In September 2009, the Lisle-Woodridge Fire Prevention District, a public entity, adopted and implemented Ordinance 09-06 that mandated the use of a direct connect wireless fire alarm monitoring network. That wireless radio system was to send signals directly to the district and thus eliminate the need for central stations.
To implement the wireless network, the ordinance specified that the district would purchase the necessary equipment and a company of its choice would operate it. Subscribers were required to enter into five-year contracts and pay fees for the provision of that service. The rationale and motivation of the district was self-described as an “effort to provide better protection against fire.” The district purchased radios and took out a significant loan to cover the cost of purchasing, maintaining and monitoring the network.
The district then sent a notice in December 2009 to all affected customers of fire alarm monitoring services, informing them that their current contracts with fire alarm companies were superseded and thus “null and void.” The notice was accompanied by a written contract under which the subscriber was asked to pay the district $66 each month in monitoring fees. In January 2010, the district sent a second notice modifying the first, so that monitoring contracts that were currently enforced would be allowed to expire before the subscriber was required to join the network.
The companies that sell fire and burglar alarm monitoring services to commercial buildings and multi-family residential buildings in the Lisle-Woodridge Fire Prevention District, the plaintiffs in the case, requested a permanent injunction against the district, on the grounds that the fire prevention district lacked the requisite statutory authority to pass the ordinance and displace plaintiffs from the fire alarm monitoring business.
The plaintiff alarm companies took action against the district for preliminary and injunctive relief. The court granted a preliminary injunction on Nov. 23, 2010 and in doing so suspended implementation of the ordinance, reinstated the customer contracts that had previously been in place and permitted plaintiffs to resume fire alarm monitoring services.
The court indicated that the action turned on whether the district had legal authority to engage in the fire alarm monitoring business and that the determination of the issue depends on the act enabling legislation that establishes all such fire protection districts in Illinois.
The court pointed out that as the district would have it, the plain meaning of the act would authorize the district to engage in the fire alarm monitoring business because it is “necessary or appropriate” to “acquire” fire alarm monitoring equipment to “provide as nearly adequate protection from fire” as it has a legal obligation to do determining that the ordinance would provide more effective fire protection than the privately-owned systems that it sought to replace.

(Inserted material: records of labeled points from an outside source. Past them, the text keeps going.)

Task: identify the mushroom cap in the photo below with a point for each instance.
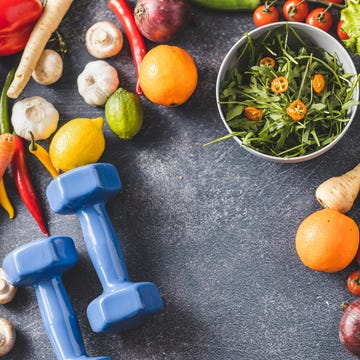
(104, 39)
(49, 68)
(7, 291)
(7, 336)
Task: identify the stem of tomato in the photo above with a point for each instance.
(267, 5)
(304, 76)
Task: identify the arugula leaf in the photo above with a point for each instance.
(276, 133)
(351, 18)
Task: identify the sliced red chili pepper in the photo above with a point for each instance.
(279, 85)
(24, 185)
(253, 113)
(267, 61)
(136, 41)
(318, 83)
(297, 110)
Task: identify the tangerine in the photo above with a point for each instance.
(327, 240)
(168, 75)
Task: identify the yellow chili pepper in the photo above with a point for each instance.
(4, 200)
(43, 157)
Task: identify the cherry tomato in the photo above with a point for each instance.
(252, 113)
(295, 10)
(267, 61)
(279, 85)
(297, 110)
(264, 14)
(318, 83)
(320, 18)
(353, 282)
(341, 33)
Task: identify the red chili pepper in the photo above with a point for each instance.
(23, 183)
(17, 19)
(136, 41)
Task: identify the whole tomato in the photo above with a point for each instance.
(320, 18)
(353, 282)
(264, 14)
(295, 10)
(341, 33)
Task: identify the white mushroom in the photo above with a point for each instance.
(34, 114)
(7, 291)
(49, 68)
(98, 81)
(7, 336)
(104, 39)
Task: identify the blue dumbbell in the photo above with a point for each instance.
(40, 264)
(84, 191)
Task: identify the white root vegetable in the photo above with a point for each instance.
(7, 336)
(49, 68)
(36, 115)
(48, 22)
(340, 192)
(104, 39)
(97, 82)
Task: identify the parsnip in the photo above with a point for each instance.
(48, 22)
(340, 192)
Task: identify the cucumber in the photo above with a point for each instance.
(246, 5)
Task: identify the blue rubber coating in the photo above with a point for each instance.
(84, 191)
(125, 307)
(83, 186)
(40, 264)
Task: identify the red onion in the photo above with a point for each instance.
(349, 329)
(161, 20)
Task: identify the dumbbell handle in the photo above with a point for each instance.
(103, 245)
(59, 319)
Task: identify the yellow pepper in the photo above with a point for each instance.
(43, 157)
(4, 200)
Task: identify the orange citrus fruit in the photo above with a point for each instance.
(168, 75)
(327, 240)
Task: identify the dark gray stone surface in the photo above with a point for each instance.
(213, 227)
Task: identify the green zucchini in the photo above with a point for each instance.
(246, 5)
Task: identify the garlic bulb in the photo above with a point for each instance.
(36, 115)
(97, 82)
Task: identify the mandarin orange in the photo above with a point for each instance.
(168, 75)
(327, 240)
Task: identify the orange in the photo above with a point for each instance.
(327, 240)
(168, 75)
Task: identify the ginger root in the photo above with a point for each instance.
(340, 192)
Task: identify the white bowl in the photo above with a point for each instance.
(318, 38)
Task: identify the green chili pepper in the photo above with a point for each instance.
(246, 5)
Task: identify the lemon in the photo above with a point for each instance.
(124, 114)
(78, 142)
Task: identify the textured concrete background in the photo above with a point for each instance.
(213, 227)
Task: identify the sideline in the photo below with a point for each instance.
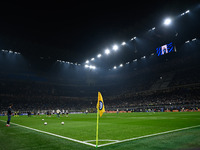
(60, 136)
(131, 139)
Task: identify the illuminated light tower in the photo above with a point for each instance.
(99, 55)
(123, 43)
(115, 47)
(107, 51)
(194, 39)
(133, 38)
(167, 21)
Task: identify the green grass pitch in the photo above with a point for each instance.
(116, 131)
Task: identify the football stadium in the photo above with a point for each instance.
(100, 76)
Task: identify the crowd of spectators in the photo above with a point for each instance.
(130, 89)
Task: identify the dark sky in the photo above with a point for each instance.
(74, 31)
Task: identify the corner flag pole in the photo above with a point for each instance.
(97, 130)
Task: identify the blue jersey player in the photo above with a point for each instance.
(9, 115)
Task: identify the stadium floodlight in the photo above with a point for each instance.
(182, 14)
(123, 43)
(107, 51)
(167, 21)
(135, 60)
(133, 38)
(187, 11)
(99, 55)
(115, 47)
(86, 66)
(144, 57)
(92, 67)
(194, 39)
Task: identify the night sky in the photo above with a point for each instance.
(76, 31)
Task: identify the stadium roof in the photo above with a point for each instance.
(76, 32)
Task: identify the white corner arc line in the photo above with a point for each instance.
(150, 135)
(60, 136)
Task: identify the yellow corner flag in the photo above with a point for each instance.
(100, 104)
(100, 111)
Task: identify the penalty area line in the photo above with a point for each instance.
(60, 136)
(150, 135)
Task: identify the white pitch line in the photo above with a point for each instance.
(60, 136)
(149, 135)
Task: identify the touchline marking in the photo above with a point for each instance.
(60, 136)
(101, 140)
(149, 135)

The act was not a blanket source of power, but instead simply authorized the creation of fire districts and stated the general legislative purpose.
Both Act §1 and Act §11 repeated the identical language as to the obligation of fire districts “to provide as nearly adequate protection from fire . . . as possible” and to regulate “the prevention and control of fire therein.” The court pointed out that if the district were right, Act §1 alone gave it the blanket authority to engage in collateral activities such as the fire alarm monitoring business, there would have been no need for Act §11 to set out the same generality and then, even more importantly, to go on granting specific itemized power.
It was abundantly clear that the authority to engage in the fire alarm monitoring business was not among the specific grants of power conferred by Act §11. Importantly, Act §11 gave fire districts the specific authority to “maintain life-saving and rescue equipment, services and facilities, including an emergency ambulance service.” Entering the fire alarm monitoring business and owning a fire alarm monitoring network were conspicuous by their absence from the grant of power . . . that the district sought to confer on itself.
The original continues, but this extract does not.